Large demonstrations are expected later Thursday as almost all teachers’ unions have called on staff to go on strike, in a rare show of unity among unions. The movement is also backed by the FCPE, the main organization representing parents of school pupils.
Blanquer in the firing line
The government has reviewed COVID-19 guidelines in schools several times since the end of the Christmas break.
In order to avoid school closures, pupils who are coronavirus contact cases have to take three tests in order to stay in school. But this has led to massive queues outside chemists and labs as parents repeatedly test their children.
In a bid to make life easier for parents, testing requirements were reviewed. The new rules allow parents to only perform rapid tests themselves instead of having to go to a pharmacy or a lab for the first one.
But changing instructions have led to confusion among parents and teachers, and fears that positive cases will be missed.
“The government announces things but doesn’t think about what that means for staff on the ground,” said Olivier Flipo, the headmaster of a school in the greater Paris region, in an interview with AFP. “What they are asking us to do is hellish and it’s all starting to disintegrate.”

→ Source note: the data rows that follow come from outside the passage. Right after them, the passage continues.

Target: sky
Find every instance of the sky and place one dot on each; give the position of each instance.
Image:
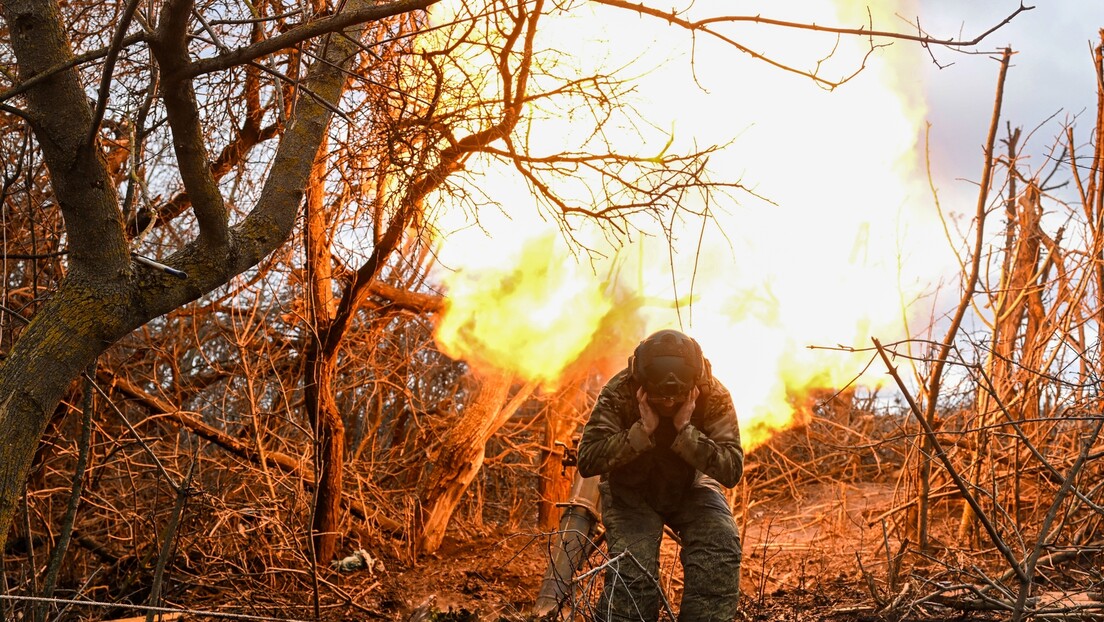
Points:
(1051, 76)
(849, 244)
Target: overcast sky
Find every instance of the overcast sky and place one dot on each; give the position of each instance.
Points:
(1051, 75)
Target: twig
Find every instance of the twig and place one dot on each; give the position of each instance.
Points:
(74, 502)
(930, 433)
(170, 536)
(197, 612)
(1051, 514)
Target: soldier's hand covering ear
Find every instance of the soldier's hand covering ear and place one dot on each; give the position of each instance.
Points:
(648, 417)
(682, 418)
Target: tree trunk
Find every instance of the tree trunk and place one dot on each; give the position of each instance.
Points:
(456, 463)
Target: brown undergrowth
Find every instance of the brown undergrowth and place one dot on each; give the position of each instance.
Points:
(826, 510)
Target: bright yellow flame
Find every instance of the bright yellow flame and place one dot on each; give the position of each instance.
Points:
(845, 249)
(533, 314)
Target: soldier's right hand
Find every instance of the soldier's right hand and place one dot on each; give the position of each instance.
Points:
(648, 417)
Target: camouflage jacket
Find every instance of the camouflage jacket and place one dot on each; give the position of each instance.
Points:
(665, 465)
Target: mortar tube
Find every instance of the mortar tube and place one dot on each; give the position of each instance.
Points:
(574, 543)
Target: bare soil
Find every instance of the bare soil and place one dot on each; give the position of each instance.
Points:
(802, 562)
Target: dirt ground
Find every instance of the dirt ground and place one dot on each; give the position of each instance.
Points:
(802, 562)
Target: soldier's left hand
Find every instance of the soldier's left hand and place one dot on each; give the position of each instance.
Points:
(682, 417)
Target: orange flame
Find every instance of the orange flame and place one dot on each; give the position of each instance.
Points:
(827, 263)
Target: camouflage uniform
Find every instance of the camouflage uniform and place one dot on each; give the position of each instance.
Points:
(672, 478)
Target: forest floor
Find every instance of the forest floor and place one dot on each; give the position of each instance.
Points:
(804, 560)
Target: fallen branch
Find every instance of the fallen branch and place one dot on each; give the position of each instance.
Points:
(286, 463)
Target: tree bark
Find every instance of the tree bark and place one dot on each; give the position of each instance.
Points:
(105, 295)
(458, 460)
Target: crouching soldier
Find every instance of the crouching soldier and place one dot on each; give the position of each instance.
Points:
(665, 439)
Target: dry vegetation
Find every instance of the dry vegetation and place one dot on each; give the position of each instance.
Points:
(221, 459)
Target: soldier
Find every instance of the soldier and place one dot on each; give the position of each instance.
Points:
(665, 439)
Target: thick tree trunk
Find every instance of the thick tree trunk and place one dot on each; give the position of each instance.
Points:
(321, 370)
(105, 295)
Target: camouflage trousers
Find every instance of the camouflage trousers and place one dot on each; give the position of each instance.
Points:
(710, 555)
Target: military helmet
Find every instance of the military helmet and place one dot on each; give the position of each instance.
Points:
(668, 364)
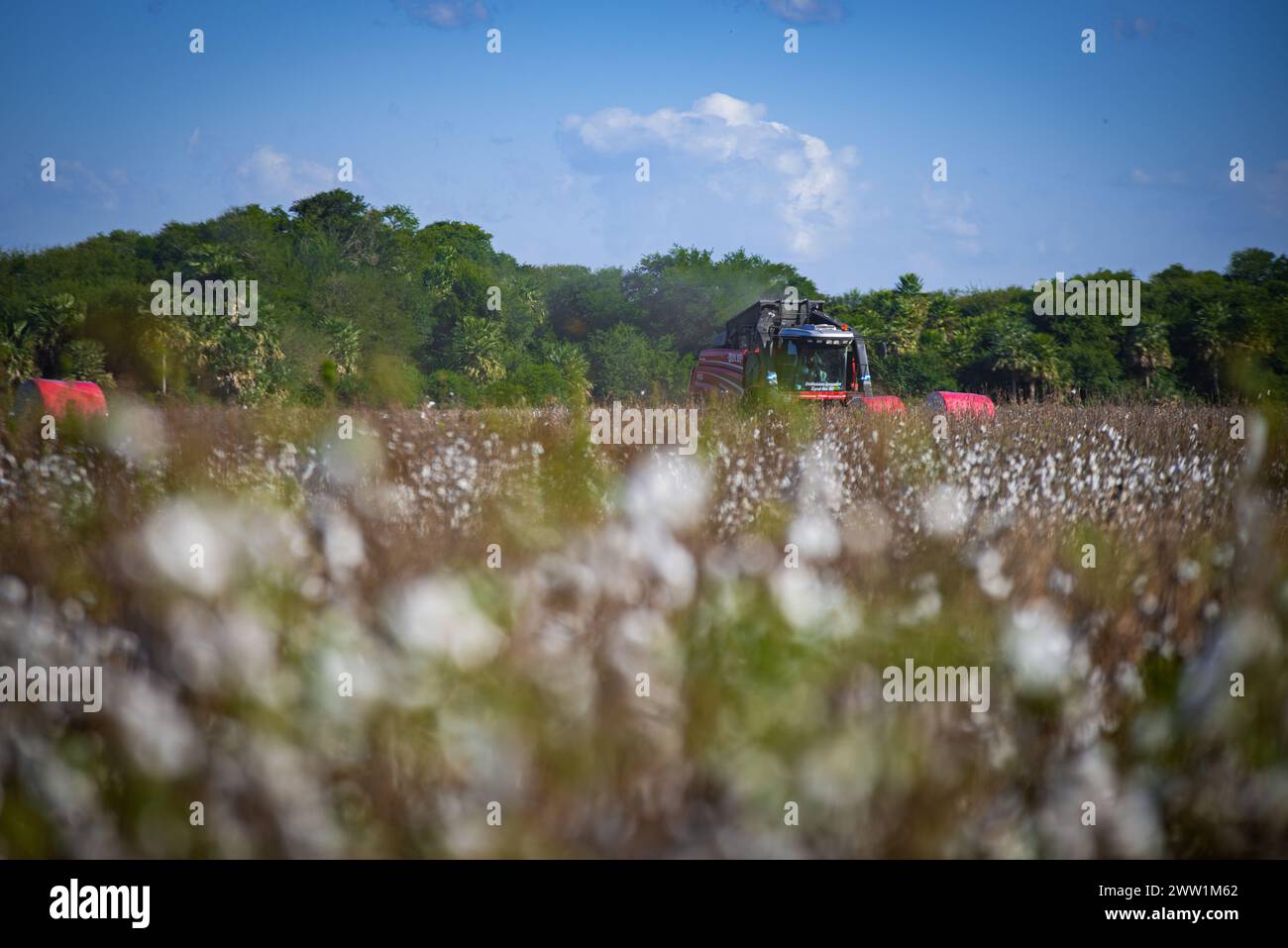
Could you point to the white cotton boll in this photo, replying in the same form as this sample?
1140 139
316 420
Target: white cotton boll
992 579
342 543
136 432
1038 647
815 536
187 544
438 616
158 733
947 510
670 492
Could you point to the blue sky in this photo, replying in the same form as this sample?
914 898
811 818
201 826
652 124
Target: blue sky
1057 159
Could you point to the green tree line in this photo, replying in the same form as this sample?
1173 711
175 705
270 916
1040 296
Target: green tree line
365 305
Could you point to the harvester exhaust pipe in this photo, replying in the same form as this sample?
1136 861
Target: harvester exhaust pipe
864 375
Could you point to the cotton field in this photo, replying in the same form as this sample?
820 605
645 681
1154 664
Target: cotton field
482 634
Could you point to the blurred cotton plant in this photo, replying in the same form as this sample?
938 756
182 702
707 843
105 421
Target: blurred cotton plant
300 629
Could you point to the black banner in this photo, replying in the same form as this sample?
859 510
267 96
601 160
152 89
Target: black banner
331 897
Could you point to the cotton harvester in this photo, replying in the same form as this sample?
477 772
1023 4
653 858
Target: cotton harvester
793 346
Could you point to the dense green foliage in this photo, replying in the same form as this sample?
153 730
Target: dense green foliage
365 305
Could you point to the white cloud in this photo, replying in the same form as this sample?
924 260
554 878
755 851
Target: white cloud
807 11
446 14
947 215
797 171
274 176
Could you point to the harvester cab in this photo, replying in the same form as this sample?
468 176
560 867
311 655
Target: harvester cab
791 346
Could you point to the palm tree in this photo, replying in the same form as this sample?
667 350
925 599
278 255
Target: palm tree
477 346
1149 350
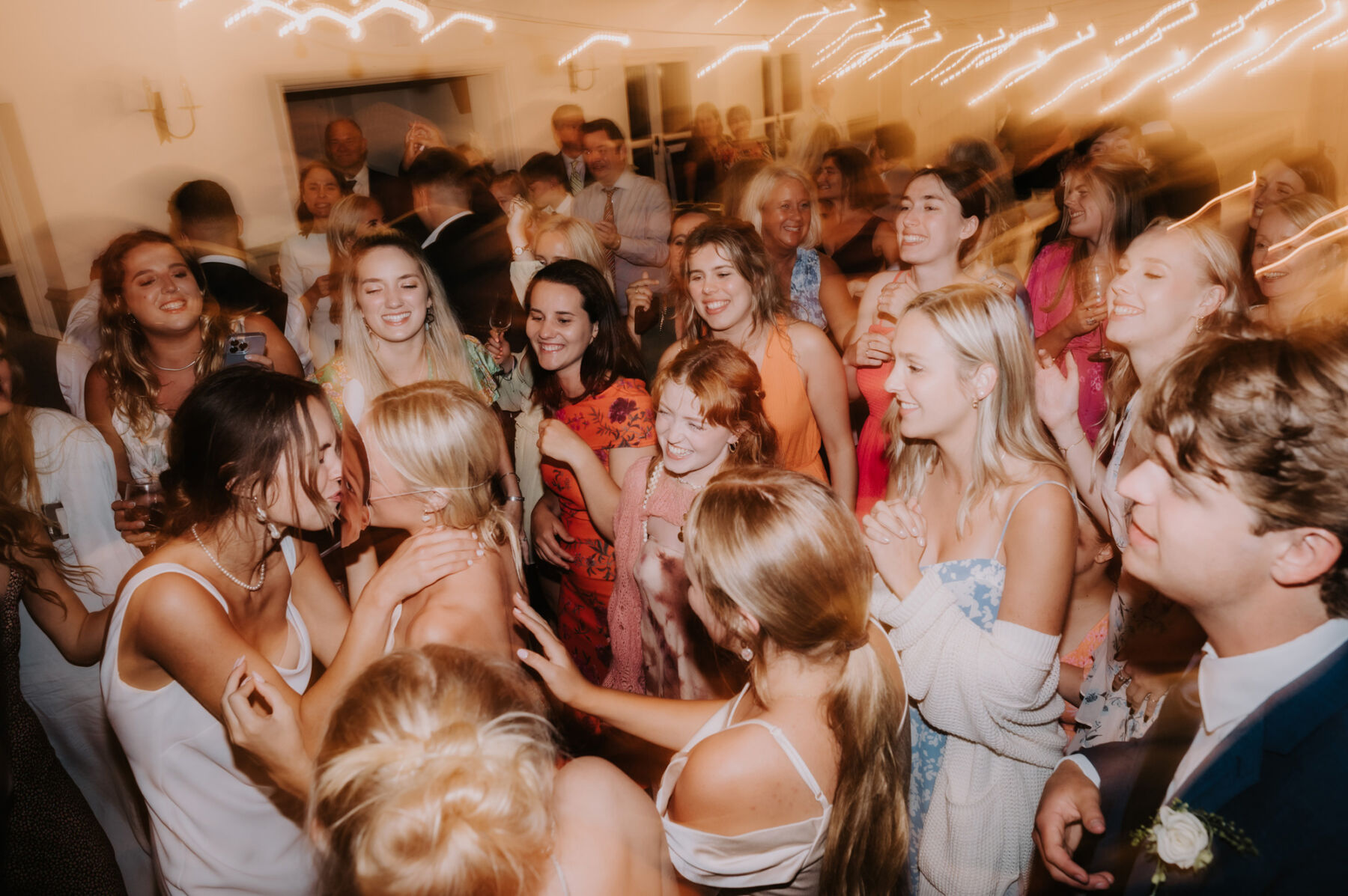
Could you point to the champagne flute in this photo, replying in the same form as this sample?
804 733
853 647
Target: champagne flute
148 500
1099 276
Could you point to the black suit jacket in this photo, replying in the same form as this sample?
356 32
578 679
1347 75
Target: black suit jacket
239 291
395 195
1280 778
471 256
566 165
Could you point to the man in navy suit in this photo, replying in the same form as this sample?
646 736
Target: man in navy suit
1240 515
470 252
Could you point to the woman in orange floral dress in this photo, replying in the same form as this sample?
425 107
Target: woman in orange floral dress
586 379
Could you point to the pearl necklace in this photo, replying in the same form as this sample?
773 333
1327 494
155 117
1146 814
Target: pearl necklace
262 573
646 499
174 370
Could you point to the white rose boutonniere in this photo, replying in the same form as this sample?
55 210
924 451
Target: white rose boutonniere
1181 838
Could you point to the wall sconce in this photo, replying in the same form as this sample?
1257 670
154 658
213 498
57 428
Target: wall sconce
157 111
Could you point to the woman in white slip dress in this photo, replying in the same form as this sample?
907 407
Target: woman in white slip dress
765 796
251 453
977 546
1174 282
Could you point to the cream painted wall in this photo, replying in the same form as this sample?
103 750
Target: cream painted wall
73 69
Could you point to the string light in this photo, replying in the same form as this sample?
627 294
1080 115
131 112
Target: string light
1254 182
987 55
763 46
1181 58
1110 65
874 28
1301 249
488 25
963 52
790 25
1141 30
729 13
842 38
822 19
1299 40
1324 8
935 38
599 37
1308 229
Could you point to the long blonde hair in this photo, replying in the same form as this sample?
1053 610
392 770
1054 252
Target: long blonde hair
1220 267
441 436
445 353
581 237
982 326
436 776
344 222
782 547
133 384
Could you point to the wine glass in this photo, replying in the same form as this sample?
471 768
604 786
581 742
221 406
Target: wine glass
1099 276
148 499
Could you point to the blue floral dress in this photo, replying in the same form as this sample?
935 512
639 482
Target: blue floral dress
805 289
977 588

Teachers unions are demanding better protection against the coronavirus in classrooms and the distribution of better-quality masks and carbon-dioxide detectors.
Teachers’ unions have also accused the education minister of being tin-eared to their concerns.
Speaking on French TV channel BFMTV, Blanquer dug his heels in and accused teachers of “going on strike against a virus.”
“It’s a shame to have a day that will bring more disruption to the system,” he said. “There are problems, I’m the first to admit it. It’s difficult but it’s difficult in every country.”
But Blanquer has been accused of failing to give clear guidance to the country and of giving last-minute instructions to teachers.
On Monday, Prime Minister Jean Castex announced the most recent measures on schools, replacing Blanquer in what was seen as a snub.